In his judgment at the end of the £3 million joint libel trial, Mitting described Rowland, as a "rather old fashioned police officer" who was "well-suited to his job" as a member of the Diplomatic Protection Group.

He said: "He is not the sort of man who had the wit, the imagination or the inclination" to "invent in the spur of the moment what a senior cabinet minister would have said to him," The Guardian reported.

According to PC Rowland, Mitchell told him: "Best you learn your f***ing place… You don’t run this f***ing government, you’re f***ing plebs".

Fabricant said on the radio show regarding the "desperately sad" case that he felt "sorry" for PC Toby Rowland and for the three police officers who lost their jobs because they spoke to the press about the incident.
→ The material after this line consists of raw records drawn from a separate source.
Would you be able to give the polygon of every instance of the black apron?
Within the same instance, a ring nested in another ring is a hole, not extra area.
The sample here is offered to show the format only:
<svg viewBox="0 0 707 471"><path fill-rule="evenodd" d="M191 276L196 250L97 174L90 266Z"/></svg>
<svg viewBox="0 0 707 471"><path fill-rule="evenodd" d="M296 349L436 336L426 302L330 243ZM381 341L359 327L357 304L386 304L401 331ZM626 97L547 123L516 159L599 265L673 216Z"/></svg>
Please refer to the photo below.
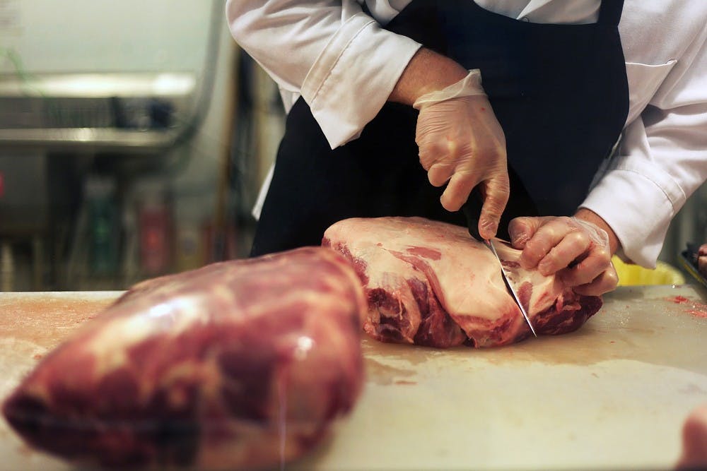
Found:
<svg viewBox="0 0 707 471"><path fill-rule="evenodd" d="M603 0L587 25L532 23L472 0L414 0L385 28L481 71L506 134L510 201L499 227L520 215L571 215L586 196L628 113L618 24L622 0ZM366 100L366 97L361 97ZM286 121L252 256L319 245L352 217L422 216L465 225L440 203L420 165L417 112L386 103L361 136L329 148L300 98Z"/></svg>

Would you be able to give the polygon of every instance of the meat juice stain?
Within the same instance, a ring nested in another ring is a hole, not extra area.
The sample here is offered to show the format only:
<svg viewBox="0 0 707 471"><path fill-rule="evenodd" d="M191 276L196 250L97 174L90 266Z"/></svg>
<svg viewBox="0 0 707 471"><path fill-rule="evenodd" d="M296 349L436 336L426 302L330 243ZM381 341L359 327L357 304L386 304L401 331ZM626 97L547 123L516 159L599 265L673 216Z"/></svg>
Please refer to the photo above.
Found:
<svg viewBox="0 0 707 471"><path fill-rule="evenodd" d="M684 296L671 296L665 298L665 300L676 304L685 304L686 307L690 308L685 310L687 314L692 314L695 317L707 318L707 304L698 302Z"/></svg>

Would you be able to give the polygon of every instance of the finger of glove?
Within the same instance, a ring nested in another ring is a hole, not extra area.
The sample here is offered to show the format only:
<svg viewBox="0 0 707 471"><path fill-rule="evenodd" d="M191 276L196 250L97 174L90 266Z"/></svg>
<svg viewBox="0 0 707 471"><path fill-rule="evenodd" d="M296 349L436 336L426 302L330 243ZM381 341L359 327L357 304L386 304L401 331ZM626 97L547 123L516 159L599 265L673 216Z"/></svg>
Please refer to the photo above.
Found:
<svg viewBox="0 0 707 471"><path fill-rule="evenodd" d="M440 198L442 205L448 211L458 211L477 184L477 180L472 174L455 172Z"/></svg>
<svg viewBox="0 0 707 471"><path fill-rule="evenodd" d="M570 231L549 253L538 262L537 269L542 275L549 276L566 268L570 263L589 250L592 239L583 231Z"/></svg>
<svg viewBox="0 0 707 471"><path fill-rule="evenodd" d="M612 266L611 269L602 272L599 276L585 285L580 285L573 288L578 294L585 296L601 296L604 293L613 291L619 285L619 275Z"/></svg>
<svg viewBox="0 0 707 471"><path fill-rule="evenodd" d="M484 239L492 239L496 237L501 216L508 203L508 175L500 175L481 184L484 185L486 198L479 216L479 234Z"/></svg>
<svg viewBox="0 0 707 471"><path fill-rule="evenodd" d="M521 216L510 220L510 222L508 223L510 243L516 249L522 249L541 225L542 220L539 217Z"/></svg>
<svg viewBox="0 0 707 471"><path fill-rule="evenodd" d="M534 268L550 251L564 239L571 231L575 230L569 225L569 217L549 217L540 219L540 225L530 239L518 261L520 266L528 270Z"/></svg>
<svg viewBox="0 0 707 471"><path fill-rule="evenodd" d="M612 258L608 248L592 244L586 258L562 273L562 280L569 286L580 286L591 282L610 268Z"/></svg>
<svg viewBox="0 0 707 471"><path fill-rule="evenodd" d="M587 233L587 235L589 236L592 242L600 245L609 245L609 235L603 229L597 227L596 225L589 221L585 221L578 217L572 217L571 219L574 224L582 228Z"/></svg>
<svg viewBox="0 0 707 471"><path fill-rule="evenodd" d="M434 164L427 171L427 179L433 186L441 186L452 178L453 169L448 164Z"/></svg>

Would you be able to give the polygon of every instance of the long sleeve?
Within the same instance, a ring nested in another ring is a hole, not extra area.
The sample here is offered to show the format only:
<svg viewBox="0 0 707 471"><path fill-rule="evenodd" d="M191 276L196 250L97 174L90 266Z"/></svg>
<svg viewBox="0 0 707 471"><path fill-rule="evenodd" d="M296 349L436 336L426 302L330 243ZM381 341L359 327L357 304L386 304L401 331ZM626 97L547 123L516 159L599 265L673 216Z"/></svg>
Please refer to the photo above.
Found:
<svg viewBox="0 0 707 471"><path fill-rule="evenodd" d="M618 156L582 205L612 227L626 258L650 268L670 221L707 179L707 8L701 1L680 6L662 18L668 25L662 35L646 33L653 44L638 44L647 40L640 35L624 41L630 122ZM631 61L639 58L648 65Z"/></svg>
<svg viewBox="0 0 707 471"><path fill-rule="evenodd" d="M358 137L420 47L354 0L228 0L226 15L235 41L302 95L332 148Z"/></svg>

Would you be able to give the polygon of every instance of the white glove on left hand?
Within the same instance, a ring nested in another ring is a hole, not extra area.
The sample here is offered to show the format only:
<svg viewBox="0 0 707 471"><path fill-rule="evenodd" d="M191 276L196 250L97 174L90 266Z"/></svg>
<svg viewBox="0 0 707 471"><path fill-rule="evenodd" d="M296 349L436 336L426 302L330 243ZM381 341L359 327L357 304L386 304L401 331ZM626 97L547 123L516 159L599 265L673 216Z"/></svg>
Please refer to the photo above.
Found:
<svg viewBox="0 0 707 471"><path fill-rule="evenodd" d="M480 184L484 205L479 232L484 239L493 237L508 202L510 184L506 136L481 87L479 70L421 96L413 107L420 110L415 136L420 163L435 186L449 182L442 205L459 210Z"/></svg>

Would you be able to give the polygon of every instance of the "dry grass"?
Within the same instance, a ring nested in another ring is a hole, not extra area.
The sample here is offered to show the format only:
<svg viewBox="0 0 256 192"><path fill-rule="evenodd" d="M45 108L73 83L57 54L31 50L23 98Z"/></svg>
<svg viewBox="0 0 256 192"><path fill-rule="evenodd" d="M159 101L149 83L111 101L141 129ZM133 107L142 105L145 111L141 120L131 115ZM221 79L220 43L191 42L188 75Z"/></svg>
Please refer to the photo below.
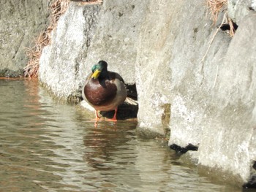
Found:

He also added that he felt for Mitchell and his immediate family as he lost his cabinet job following the reports of his comments by The Sun.

Desmond Browne QC, for Rowland, said that the judge’s findings that the word "pleb" had been used was determinative of the entire litigation and that Mitchell was the "architect of his own misfortune".

Mitchell’s counsel, James Price QC, had claimed that a "web of lies, deceit and indiscipline" by police officers led to public hostility led by a press campaign, and the leaked account was "wholly false", which he said destroyed a 27-year-long political career.